Regmi Raju, Al Balushi Ahmed A, Rigneault Hervé, Gordon Reuven, Wenger Jérôme
CNRS, Aix Marseille Université, Centrale Marseille, Institut Fresnel, 13013 Marseille, France.
Department of Electrical Engineering, University of Victoria, Victoria, British Columbia V8W 3P6, Canada.
Sci Rep. 2015 Oct 29;5:15852. doi: 10.1038/srep15852.
Diffraction ultimately limits the fluorescence collected from a single molecule, and sets an upper limit to the maximum concentration to isolate a single molecule in the detection volume. To overcome these limitations, we introduce here the use of a double nanohole structure with 25 nm gap, and report enhanced detection of single fluorescent molecules in concentrated solutions exceeding 20 micromolar. The nanometer gap concentrates the light into an apex volume down to 70 zeptoliter (10(-21) L), 7000-fold below the diffraction-limited confocal volume. Using fluorescence correlation spectroscopy and time-correlated photon counting, we measure fluorescence enhancement up to 100-fold, together with local density of optical states (LDOS) enhancement of 30-fold. The distinctive features of double nanoholes combining high local field enhancement, efficient background screening and relative nanofabrication simplicity offer new strategies for real time investigation of biochemical events with single molecule resolution at high concentrations.

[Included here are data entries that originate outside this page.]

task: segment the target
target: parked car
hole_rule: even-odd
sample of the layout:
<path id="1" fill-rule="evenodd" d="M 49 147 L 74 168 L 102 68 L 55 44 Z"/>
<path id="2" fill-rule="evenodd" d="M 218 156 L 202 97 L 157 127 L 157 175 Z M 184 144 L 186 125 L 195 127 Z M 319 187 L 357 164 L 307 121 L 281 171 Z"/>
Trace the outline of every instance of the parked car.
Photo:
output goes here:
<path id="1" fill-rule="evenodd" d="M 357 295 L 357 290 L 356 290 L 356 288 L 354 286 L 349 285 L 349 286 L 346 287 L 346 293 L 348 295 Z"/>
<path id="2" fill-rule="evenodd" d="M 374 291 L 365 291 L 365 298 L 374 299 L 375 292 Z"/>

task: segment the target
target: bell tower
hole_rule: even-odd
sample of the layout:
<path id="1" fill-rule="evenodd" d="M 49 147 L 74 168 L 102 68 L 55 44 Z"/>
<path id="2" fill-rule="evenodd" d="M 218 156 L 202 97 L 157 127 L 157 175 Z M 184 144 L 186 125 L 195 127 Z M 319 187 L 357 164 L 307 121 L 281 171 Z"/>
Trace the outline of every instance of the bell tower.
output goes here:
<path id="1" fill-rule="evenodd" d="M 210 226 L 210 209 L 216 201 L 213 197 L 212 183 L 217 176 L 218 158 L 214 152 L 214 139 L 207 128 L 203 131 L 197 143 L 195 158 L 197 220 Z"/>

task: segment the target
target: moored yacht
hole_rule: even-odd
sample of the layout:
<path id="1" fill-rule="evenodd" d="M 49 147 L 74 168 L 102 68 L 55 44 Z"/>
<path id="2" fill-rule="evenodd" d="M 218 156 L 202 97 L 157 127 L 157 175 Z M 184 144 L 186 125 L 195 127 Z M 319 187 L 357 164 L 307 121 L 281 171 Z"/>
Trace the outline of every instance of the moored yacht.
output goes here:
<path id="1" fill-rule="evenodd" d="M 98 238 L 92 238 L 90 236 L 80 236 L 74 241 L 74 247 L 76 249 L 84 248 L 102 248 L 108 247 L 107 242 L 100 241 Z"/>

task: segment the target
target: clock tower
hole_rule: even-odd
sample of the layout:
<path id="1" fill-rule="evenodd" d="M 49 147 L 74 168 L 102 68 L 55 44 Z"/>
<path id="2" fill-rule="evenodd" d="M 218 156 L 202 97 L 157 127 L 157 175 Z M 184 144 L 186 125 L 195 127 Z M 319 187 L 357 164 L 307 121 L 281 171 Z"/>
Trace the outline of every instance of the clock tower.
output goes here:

衍射最终限制了从单个分子收集到的荧光,并为在检测体积中分离单个分子的最大浓度设定了上限。为了克服这些限制,我们在此介绍使用具有25纳米间隙的双纳米孔结构,并报告了在浓度超过20微摩尔的浓缩溶液中对单个荧光分子的增强检测。纳米间隙将光集中到低至70 zeptoliter(10^(-21)升)的顶点体积中,比衍射极限共焦体积低7000倍。使用荧光相关光谱和时间相关光子计数,我们测量到荧光增强高达100倍,同时光学态局部密度(LDOS)增强30倍。双纳米孔的独特特征结合了高局部场增强、高效背景筛选和相对简单的纳米制造,为在高浓度下以单分子分辨率实时研究生化事件提供了新策略。